Behind every successful organization is a high-performing staff. And behind every high-performing staff is smart workforce management. The most effective leaders know that the more job satisfaction their workforce feels, the more productive they will be, which in turn leads to greater profitability for the company.
But just 30 percent of employees in America feel engaged at work, according to the 2013 “State of the American Workplace” report by Gallup. A 2013 survey conducted by The Energy Project and The Harvard Business Review found that only 33 percent of employees reported being able to do what they most enjoyed at the office. And mere 25 percent felt connected to their company’s mission. By and large, companies are failing at the employee engagement aspect of workforce management.
In his book Return on Character: The Real Reason Leaders and Their Companies Win, Fred Kiel describes three keys to workplace engagement.
- Feeling connected to an organization’s goals and mission
- seeing a connection between your performance and compensation
- Feeling valued and appreciated for your contributions.
An effective workforce management plan is set up to meet these needs. Here are three simple workforce management strategies that will create a more focused atmosphere on your team, which better equips your people to hit their ambitious targets.
Walk the walk
When leaders exhibit the behavior they themselves promote, employees are more likely to model it as well as feel more engaged at work. Tony Schwartz and Christine Porath of The Energy Project found that when leaders encouraged their employees to work more sustainably—and did so themselves—their employees felt 55 more engaged and 53 percent more focused. Likewise, when employees see the leadership demonstrating characteristics that run counter to the company’s mission, both their loyalty and motivation take a hit. This is easy enough to get right as part of your workforce management.
Use non-monetary forms of recognition
Rewards don’t necessarily drive engagement—but they do reinforce achievement, which is a big engagement driver, says Bob Kelleher, founder of the Employee Engagement Group. Recognition can come in the form of money, of course, but non-monetary incentives show employees that the company is out to help them reach their potential professionally. Consider offering one-on-one meetings with a top sales manager or publicly recognizing a sales agent for landing a big account as part of your workforce management strategy. These tap into an employee’s desire to advance as well as be valued for their effort.

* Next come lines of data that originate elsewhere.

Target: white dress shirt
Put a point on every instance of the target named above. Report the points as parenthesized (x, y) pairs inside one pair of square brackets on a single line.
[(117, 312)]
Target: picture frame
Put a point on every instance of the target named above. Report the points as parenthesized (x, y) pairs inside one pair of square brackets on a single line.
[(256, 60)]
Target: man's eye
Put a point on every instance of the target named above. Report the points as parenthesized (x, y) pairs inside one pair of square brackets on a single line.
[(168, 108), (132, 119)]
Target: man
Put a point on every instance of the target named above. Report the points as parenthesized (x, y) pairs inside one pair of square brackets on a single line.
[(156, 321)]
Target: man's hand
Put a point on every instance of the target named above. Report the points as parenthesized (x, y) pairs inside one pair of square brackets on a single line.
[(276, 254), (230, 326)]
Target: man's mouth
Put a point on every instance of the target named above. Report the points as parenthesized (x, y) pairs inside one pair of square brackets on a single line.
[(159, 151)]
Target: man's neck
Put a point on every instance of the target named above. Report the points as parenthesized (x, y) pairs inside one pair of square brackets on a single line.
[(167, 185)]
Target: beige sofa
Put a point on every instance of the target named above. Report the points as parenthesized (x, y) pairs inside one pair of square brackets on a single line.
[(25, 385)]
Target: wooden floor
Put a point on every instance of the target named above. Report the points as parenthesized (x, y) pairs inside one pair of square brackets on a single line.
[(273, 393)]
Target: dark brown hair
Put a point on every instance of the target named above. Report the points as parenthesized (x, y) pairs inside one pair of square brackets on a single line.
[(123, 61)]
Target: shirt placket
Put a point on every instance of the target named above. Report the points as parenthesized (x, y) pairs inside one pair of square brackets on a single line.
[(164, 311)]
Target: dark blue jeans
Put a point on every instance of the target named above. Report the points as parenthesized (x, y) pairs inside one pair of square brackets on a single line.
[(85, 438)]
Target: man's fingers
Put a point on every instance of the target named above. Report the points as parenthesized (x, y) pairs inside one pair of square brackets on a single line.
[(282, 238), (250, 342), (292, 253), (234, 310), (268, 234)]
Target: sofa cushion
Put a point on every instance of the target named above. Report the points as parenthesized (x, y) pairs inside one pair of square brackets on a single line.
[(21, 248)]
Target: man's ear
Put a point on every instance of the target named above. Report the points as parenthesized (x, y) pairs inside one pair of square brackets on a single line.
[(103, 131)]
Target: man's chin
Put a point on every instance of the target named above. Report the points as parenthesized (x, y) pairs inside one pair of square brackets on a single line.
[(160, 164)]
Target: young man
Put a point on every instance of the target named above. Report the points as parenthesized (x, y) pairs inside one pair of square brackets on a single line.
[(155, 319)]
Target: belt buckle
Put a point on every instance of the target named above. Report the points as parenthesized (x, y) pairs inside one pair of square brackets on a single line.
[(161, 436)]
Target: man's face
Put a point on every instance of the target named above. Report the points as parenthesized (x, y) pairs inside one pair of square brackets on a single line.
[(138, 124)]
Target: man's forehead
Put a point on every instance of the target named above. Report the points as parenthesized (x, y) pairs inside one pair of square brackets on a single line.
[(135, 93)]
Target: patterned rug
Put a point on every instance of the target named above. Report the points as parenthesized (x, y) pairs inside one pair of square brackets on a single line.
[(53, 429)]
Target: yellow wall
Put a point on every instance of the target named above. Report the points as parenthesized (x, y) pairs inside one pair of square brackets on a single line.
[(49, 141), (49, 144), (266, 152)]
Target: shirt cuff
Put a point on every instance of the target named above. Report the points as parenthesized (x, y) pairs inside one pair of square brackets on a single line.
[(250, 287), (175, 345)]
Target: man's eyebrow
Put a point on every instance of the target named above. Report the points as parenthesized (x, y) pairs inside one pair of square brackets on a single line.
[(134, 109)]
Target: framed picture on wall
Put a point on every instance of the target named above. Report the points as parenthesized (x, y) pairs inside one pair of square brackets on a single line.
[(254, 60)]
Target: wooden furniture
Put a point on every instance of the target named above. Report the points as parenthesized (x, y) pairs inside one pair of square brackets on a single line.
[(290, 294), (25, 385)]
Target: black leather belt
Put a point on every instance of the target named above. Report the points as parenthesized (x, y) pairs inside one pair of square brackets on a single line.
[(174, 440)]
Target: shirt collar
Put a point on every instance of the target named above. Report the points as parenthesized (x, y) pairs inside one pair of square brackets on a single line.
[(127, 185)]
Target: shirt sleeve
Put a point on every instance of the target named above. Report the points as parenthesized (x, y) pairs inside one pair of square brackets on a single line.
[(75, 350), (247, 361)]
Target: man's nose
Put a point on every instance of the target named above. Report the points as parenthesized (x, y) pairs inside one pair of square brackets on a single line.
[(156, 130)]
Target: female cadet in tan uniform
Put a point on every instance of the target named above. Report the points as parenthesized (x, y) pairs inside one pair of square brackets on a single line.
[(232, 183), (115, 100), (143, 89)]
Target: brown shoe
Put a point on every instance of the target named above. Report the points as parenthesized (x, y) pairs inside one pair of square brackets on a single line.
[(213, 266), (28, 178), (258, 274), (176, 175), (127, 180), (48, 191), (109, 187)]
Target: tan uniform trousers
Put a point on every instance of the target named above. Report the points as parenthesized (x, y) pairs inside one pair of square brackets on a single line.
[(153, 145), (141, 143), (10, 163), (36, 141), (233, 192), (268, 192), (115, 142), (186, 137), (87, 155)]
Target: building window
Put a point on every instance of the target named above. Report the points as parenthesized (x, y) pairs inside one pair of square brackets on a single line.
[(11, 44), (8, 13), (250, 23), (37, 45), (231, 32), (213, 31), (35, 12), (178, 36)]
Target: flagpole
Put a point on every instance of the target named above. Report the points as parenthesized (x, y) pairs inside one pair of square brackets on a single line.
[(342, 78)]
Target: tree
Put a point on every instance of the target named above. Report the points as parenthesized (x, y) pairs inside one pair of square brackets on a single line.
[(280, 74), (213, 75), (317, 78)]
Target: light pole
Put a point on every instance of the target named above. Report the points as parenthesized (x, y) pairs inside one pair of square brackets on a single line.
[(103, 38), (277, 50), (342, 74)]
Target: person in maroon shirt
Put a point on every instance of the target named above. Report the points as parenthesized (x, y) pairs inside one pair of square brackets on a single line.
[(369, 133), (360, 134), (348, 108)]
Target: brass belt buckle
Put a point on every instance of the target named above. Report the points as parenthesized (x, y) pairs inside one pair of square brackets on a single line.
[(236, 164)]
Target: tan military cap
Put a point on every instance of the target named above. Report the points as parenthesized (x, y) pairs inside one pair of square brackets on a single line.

Regular, ongoing communication with employees as well as honest and tactful handling of layoffs, leadership changes, and other company-wide transitions is crucial to keeping them motivated. What communication tools do you have in place to communicate to employees, and what tools exist to capture their thoughts and ideas? If you’re sending out company-wide e-mail blasts, where can employees submit comments or questions? Remember that effective workforce management requires open lines of communication. Lack of communication or outright neglect from management are surefire ways to create disengagement.